On the Consistency of Fairness Measurement Methods for Regression Tasks
This work addresses the challenge of ensuring equitable machine learning models by identifying inconsistencies in fairness metrics for regression, which is incremental as it builds on existing approximation methods without proposing new ones.
The paper tackled the problem of inconsistent fairness measurement methods for regression tasks, finding that while some approaches show strong consistency, others perform poorly, highlighting the need for more principled fairness measurement in regression.

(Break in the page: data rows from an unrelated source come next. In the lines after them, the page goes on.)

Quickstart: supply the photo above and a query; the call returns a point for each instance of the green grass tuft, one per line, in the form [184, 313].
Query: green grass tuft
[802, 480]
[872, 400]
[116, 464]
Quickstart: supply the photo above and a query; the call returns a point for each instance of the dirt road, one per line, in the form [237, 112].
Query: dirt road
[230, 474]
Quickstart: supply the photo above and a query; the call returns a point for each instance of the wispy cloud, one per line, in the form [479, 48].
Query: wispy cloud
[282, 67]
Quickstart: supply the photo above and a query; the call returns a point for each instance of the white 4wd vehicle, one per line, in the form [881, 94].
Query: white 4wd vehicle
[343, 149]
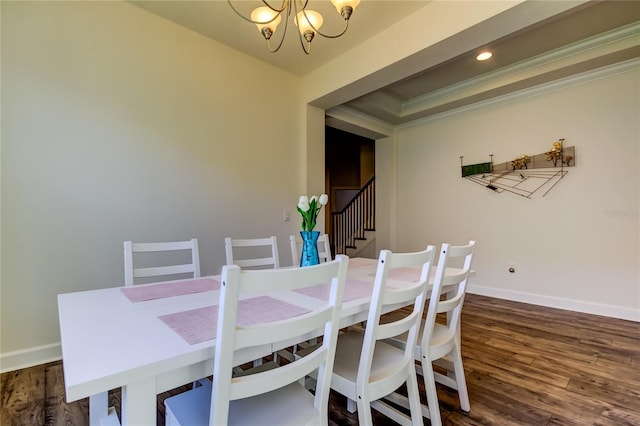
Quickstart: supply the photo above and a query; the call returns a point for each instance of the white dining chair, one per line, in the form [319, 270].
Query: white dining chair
[162, 252]
[367, 368]
[253, 253]
[324, 248]
[133, 271]
[274, 396]
[439, 344]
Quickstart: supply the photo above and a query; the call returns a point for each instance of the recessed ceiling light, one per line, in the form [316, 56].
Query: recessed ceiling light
[483, 56]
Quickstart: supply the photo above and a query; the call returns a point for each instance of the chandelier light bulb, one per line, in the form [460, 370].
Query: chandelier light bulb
[483, 56]
[345, 7]
[268, 17]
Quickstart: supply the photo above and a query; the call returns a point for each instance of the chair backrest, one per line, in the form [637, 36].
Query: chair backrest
[389, 294]
[252, 252]
[447, 294]
[325, 318]
[324, 248]
[131, 249]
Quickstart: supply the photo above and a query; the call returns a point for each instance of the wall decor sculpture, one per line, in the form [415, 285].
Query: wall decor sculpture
[526, 175]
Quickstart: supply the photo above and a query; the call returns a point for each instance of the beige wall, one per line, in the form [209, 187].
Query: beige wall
[575, 248]
[120, 125]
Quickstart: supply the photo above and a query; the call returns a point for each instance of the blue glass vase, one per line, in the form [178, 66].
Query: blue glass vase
[309, 248]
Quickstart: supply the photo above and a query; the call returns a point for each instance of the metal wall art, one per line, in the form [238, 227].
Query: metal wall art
[526, 175]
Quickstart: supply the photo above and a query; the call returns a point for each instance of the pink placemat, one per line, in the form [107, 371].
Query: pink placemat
[353, 289]
[199, 325]
[403, 274]
[176, 288]
[357, 262]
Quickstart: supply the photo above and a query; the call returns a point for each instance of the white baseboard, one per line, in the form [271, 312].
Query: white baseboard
[10, 361]
[15, 360]
[557, 302]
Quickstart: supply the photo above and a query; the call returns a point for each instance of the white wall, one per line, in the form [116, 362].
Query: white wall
[120, 125]
[575, 248]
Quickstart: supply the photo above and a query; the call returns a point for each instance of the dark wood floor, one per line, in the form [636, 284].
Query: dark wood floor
[525, 365]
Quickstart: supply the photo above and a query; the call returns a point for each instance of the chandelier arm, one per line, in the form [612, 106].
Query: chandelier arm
[346, 26]
[285, 4]
[284, 33]
[304, 43]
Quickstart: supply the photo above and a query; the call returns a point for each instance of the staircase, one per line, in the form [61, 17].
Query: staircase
[353, 228]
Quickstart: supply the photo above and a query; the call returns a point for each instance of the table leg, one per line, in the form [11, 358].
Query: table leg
[98, 408]
[139, 403]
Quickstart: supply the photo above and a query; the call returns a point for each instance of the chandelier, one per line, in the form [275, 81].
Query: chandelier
[268, 17]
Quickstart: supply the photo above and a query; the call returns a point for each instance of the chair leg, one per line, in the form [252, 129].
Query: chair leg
[364, 412]
[414, 399]
[351, 406]
[461, 381]
[432, 394]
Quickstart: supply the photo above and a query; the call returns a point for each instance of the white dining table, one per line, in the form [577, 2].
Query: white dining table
[121, 337]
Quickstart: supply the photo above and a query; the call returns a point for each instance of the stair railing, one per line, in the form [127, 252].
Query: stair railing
[350, 224]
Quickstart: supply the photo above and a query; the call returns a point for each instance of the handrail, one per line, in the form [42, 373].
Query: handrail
[358, 216]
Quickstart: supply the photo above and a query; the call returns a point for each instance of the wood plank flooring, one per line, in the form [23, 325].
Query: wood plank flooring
[525, 365]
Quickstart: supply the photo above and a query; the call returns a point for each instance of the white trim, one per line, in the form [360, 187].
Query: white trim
[611, 311]
[16, 360]
[563, 83]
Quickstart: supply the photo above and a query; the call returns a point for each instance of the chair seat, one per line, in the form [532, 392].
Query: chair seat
[191, 408]
[441, 340]
[386, 362]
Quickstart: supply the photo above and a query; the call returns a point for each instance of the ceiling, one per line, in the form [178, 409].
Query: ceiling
[588, 36]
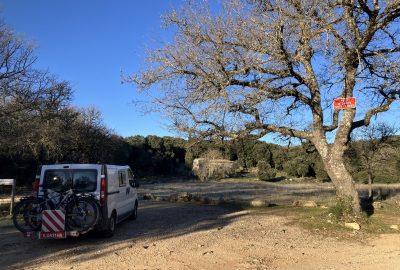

With growing applications of Machine Learning (ML) techniques in the real world, it is highly important to ensure that these models work in an equitable manner. One main step in ensuring fairness is to effectively measure fairness, and to this end, various metrics have been proposed in the past literature. While the computation of those metrics are straightforward in the classification set-up, it is computationally intractable in the regression domain. To address the challenge of computational intractability, past literature proposed various methods to approximate such metrics. However, they did not verify the extent to which the output of such approximation algorithms are consistent with each other. To fill this gap, this paper comprehensively studies the consistency of the output of various fairness measurement methods through conducting an extensive set of experiments on various regression tasks. As a result, it finds that while some fairness measurement approaches show strong consistency across various regression tasks, certain methods show a relatively poor consistency in certain regression tasks. This, in turn, calls for a more principled approach for measuring fairness in the regression domain.